このカテゴリでは、さまざまな方向への新しい試みが行われていた。斬新な素材と、従来からある素材を組み合わせて使用したものなど、素材遣いの振幅の大きさの割に製品自体はうまくまとめられており、丁寧なデザインとなっていた。また、全体的に、ギミック・機構という大げさに人の目を引く仕掛け的な部分の少ない製品が多い中、8面にカーブしている偏光レンズを採用したサングラスや、「両面複合累進設計」を世界で初めて採用したレンズなどが目立った。特にこの世界初のレンズについては、眼からの距離の異なるレンズの表面と裏面との役割分担を変えることにより「クリアに見える範囲を広げるとともにユレ・歪みも減らす」という、理論的に矛盾する課題を解決している。このような眼鏡関連商品などに見られるデザインの試みの新しい芽生えが、このカテゴリの商品を「成熟しているがデザインにおいては停滞していない」という印象を与えているのであろう。

健康管理・美容商品 [受賞対象を見る]

このカテゴリで、大きく印象づけられたことが2つあった。まず1つ目は、「システムとしてのデザイン」である。使用者の手元のセンサーを内包した機器類から計測データを発信し、遠隔地での情報処理で健康管理のサービスを行うという製品があった。最新技術とサービスの在り方が一体化され、システム自体をデザインする、という新しい日本のデザインの方向を予感させるものになっている。これはその他ヘルスメーターなどの健康機器にも見られ、毎日の計測結果をデータ化し、コンピュータの中で時系列も含んだカタチで管理・把握するという、社会の健康志向に対して高いレベルで応えている商品などが注目された。もう1つは、マタニティ分野での新しい試みである。従来の印象から抜け出ていながらオーバーな装飾を使うことなく、丁寧で素敵な印象を与えている商品が、見事特別賞を受賞した。このような発信をこれからも続けていってほしいと願っている。

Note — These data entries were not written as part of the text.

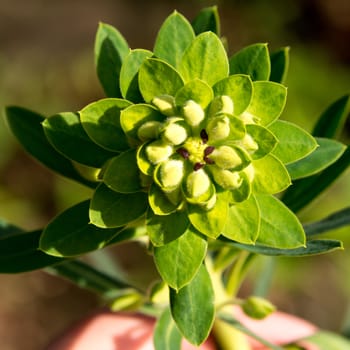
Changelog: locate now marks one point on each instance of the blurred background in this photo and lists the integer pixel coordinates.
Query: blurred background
(46, 64)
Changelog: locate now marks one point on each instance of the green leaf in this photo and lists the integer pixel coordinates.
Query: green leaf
(268, 101)
(71, 233)
(110, 50)
(264, 138)
(19, 251)
(252, 60)
(193, 307)
(134, 116)
(101, 121)
(325, 155)
(293, 144)
(122, 174)
(156, 78)
(279, 65)
(196, 90)
(332, 119)
(166, 336)
(207, 20)
(270, 175)
(27, 127)
(239, 88)
(210, 222)
(65, 132)
(279, 227)
(166, 228)
(205, 59)
(336, 220)
(174, 36)
(243, 221)
(314, 247)
(179, 260)
(111, 209)
(129, 74)
(306, 190)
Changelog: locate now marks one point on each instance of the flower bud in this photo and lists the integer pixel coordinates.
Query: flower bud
(149, 130)
(197, 183)
(158, 151)
(171, 173)
(226, 179)
(165, 104)
(218, 128)
(257, 307)
(193, 113)
(222, 104)
(175, 131)
(226, 157)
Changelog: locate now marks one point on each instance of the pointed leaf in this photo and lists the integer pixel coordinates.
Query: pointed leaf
(193, 308)
(122, 174)
(27, 127)
(279, 227)
(239, 88)
(65, 133)
(267, 102)
(252, 60)
(270, 175)
(294, 142)
(156, 78)
(207, 20)
(19, 251)
(166, 336)
(112, 209)
(179, 261)
(205, 59)
(163, 229)
(174, 36)
(129, 74)
(279, 65)
(101, 121)
(326, 154)
(243, 221)
(196, 90)
(110, 50)
(210, 222)
(333, 118)
(134, 116)
(71, 233)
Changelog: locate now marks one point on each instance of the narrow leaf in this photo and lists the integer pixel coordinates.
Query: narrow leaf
(27, 127)
(207, 20)
(112, 209)
(110, 50)
(66, 134)
(174, 36)
(279, 227)
(252, 60)
(193, 307)
(71, 233)
(332, 119)
(101, 121)
(279, 65)
(205, 59)
(129, 74)
(166, 336)
(326, 154)
(179, 260)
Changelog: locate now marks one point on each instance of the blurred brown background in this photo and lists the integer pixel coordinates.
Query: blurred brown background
(46, 64)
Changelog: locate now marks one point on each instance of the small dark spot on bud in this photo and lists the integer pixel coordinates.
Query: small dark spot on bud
(183, 152)
(209, 150)
(198, 166)
(204, 136)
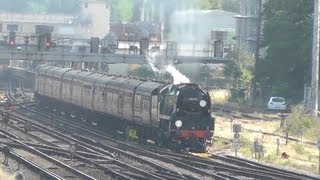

高齢者・ハンディキャプト関連商品 [受賞対象を見る]

現在の日本は「高齢化社会」から、すでに本当の「高齢社会」へ移行してしまっているのだが、社会全域での製品の高齢者への対応はまだ十分ではない。しかし本年度の受賞商品は全般にその対応の成熟度にレベルの高さが感じられた。特に、介護を「する側」と「される側」両方の視点に立った商品デザインの高い計画性が読み取れた。また“環境への配慮”という点も加えられる状況へ発達してきているようだ。特別賞を受賞したデジタル補聴器は非常に高い機能と高いレベルでの整容性対応により、それを使用する場で補聴器の使用者へ話しかける側の人の気持ちも配慮されている。光触媒機能を利用している手すりなどは人間工学的な検討にとどまらず、表面処理というところに素材デザインを行い、新たな価値観を生み出している。また、介護ベッドや電動車いすのような電動式のハンディキャプト商品に使用者へ配慮の進化が感じられるようになってきている。